06.11.2014
Par Caroline Félix
Sylvie Brunel, professeur de géographie et écrivain, à Paris, le 14 octobre 2009. AFP Olivier Laban-Mattei |
L’Afrique est désormais présentée comme le continent du décollage économique, le réservoir démographique et énergétique de demain. Un « afroptimisme » forgé au gré des rapports stratégiques, études prospectives et articles enthousiastes qui exhortent politiques et entreprises à se tourner vers le continent noir.
Mais ce développement est-il durable, et saura-t-il bénéficier aux milliers de pauvres qui peuplent encore l’Afrique ? C’est la question que pose Sylvie Brunel, géographe, économiste, spécialiste des questions de développement et ancienne présidente d’Action contre la faim.
L’Afrique connaît depuis 2000 un taux de croissance supérieur à 5 %. A ce chiffre, elle en oppose d’autres : un tiers des pauvres de la planète vit en Afrique subsaharienne contre un cinquième en 1990, et l’Afrique ne représente que 1,6 % du produit intérieur brut mondial. Et elle rappelle que la croissance repose sur une série de mannes (pétrole, potassium, etc.) peu pourvoyeuse d’emplois. « La croissance, ce n’est pas le développement », résume-t-elle.

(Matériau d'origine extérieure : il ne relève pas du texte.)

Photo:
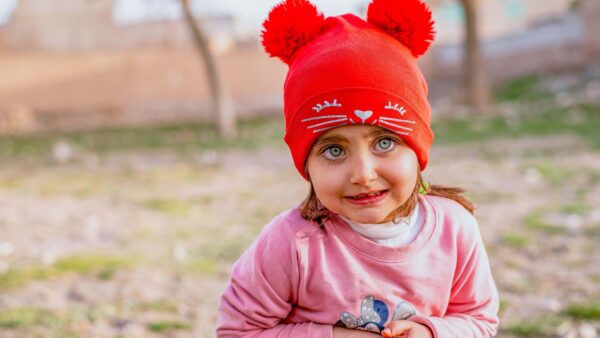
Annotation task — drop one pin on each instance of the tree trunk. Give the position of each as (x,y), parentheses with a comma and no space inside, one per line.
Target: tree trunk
(221,102)
(477,88)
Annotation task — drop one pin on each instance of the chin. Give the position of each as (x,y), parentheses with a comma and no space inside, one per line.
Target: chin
(367,218)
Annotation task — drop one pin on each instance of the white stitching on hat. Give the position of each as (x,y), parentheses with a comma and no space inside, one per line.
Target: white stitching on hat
(327,122)
(395,107)
(331,127)
(397,120)
(323,117)
(395,125)
(326,105)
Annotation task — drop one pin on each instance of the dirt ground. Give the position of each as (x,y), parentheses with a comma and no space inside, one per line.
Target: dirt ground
(139,244)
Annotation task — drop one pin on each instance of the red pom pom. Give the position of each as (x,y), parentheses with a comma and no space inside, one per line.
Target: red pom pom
(409,21)
(290,26)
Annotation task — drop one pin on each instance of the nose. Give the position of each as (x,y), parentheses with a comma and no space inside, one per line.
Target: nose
(364,169)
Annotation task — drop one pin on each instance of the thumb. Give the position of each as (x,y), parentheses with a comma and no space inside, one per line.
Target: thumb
(396,328)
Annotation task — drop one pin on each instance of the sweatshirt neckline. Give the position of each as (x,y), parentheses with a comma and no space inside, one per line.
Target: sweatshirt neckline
(379,251)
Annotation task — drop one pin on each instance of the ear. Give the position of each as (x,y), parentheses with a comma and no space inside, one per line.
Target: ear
(290,26)
(409,21)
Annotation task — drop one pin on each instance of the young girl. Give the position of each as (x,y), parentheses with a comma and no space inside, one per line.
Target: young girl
(373,250)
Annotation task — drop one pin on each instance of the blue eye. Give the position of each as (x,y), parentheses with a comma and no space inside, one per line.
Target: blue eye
(333,153)
(385,144)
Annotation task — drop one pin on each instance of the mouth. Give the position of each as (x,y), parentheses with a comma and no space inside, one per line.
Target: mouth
(368,198)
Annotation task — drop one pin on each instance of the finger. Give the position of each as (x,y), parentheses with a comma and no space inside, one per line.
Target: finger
(396,328)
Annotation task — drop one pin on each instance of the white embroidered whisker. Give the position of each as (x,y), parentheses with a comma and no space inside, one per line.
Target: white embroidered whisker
(325,105)
(397,120)
(395,125)
(339,125)
(327,122)
(395,107)
(401,132)
(323,117)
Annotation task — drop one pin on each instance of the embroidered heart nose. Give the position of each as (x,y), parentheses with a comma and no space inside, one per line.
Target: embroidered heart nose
(363,114)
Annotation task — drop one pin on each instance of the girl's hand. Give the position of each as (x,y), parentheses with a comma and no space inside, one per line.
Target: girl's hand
(406,329)
(340,332)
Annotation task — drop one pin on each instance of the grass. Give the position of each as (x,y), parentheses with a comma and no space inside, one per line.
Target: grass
(576,208)
(581,120)
(168,206)
(525,88)
(165,326)
(102,267)
(185,137)
(551,121)
(26,317)
(553,174)
(535,327)
(535,221)
(516,239)
(166,306)
(584,311)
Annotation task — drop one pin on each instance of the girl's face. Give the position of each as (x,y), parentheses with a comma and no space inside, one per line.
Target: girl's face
(362,172)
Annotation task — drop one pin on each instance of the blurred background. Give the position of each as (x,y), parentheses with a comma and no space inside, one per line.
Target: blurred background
(141,152)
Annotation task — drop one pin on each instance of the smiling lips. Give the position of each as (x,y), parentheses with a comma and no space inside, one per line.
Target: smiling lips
(368,198)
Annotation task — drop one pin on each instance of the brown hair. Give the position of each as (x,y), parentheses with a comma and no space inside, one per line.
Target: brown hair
(313,210)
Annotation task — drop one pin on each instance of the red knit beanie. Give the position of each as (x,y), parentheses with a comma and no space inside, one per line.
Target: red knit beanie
(347,71)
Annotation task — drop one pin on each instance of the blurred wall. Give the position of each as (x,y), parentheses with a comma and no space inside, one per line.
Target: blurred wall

Les Africains constitueront en 2050 un marché de 2,5 milliards de consommateurs, le premier mondial. Mais l’explosion démographique africaine est décrite comme une arme à double tranchant : plutôt que de se contenter d’adopter les habitudes consuméristes de la classe moyenne, la jeunesse africaine pourrait « propager une révolution interne » comme c’est le cas aujourd’hui dans certains pays du Sahel.
En cause, les inégalités qui se creusent et les gouvernements qui, faute de bien répartir l’immense manne des investissements chinois, français et américains, et les 50 milliards de dollars d’aides publiques annuels, renforcent l’instabilité.
Malgré ce constat alarmiste, des certitudes : l’Afrique est riche, et il n’y a aucune raison que cela ne profite pas au plus grand nombre.
Dans son épilogue, la géographe cite la présidente de la Commission de l’Union africaine, Nkosazana Dlamini-Zuma : « Il faut trouver des solutions africaines aux problèmes africains. »
Ce sont les Etats qui détiendraient alors la clé du développement, et non les ONG étrangères ou les partenaires extérieurs. A l’image de ce qui se fait en Ethiopie ou au Rwanda, les gouvernements doivent s’appuyer sur leurs communautés rurales jusqu’à présent négligées. Elles seront alors le moteur du décollage durable de l’Afrique, car elles représentent deux tiers de la population et pourraient, grâce à une bonne gestion gouvernementale, rentabiliser les 60 % de terres arables mondiales non exploitées.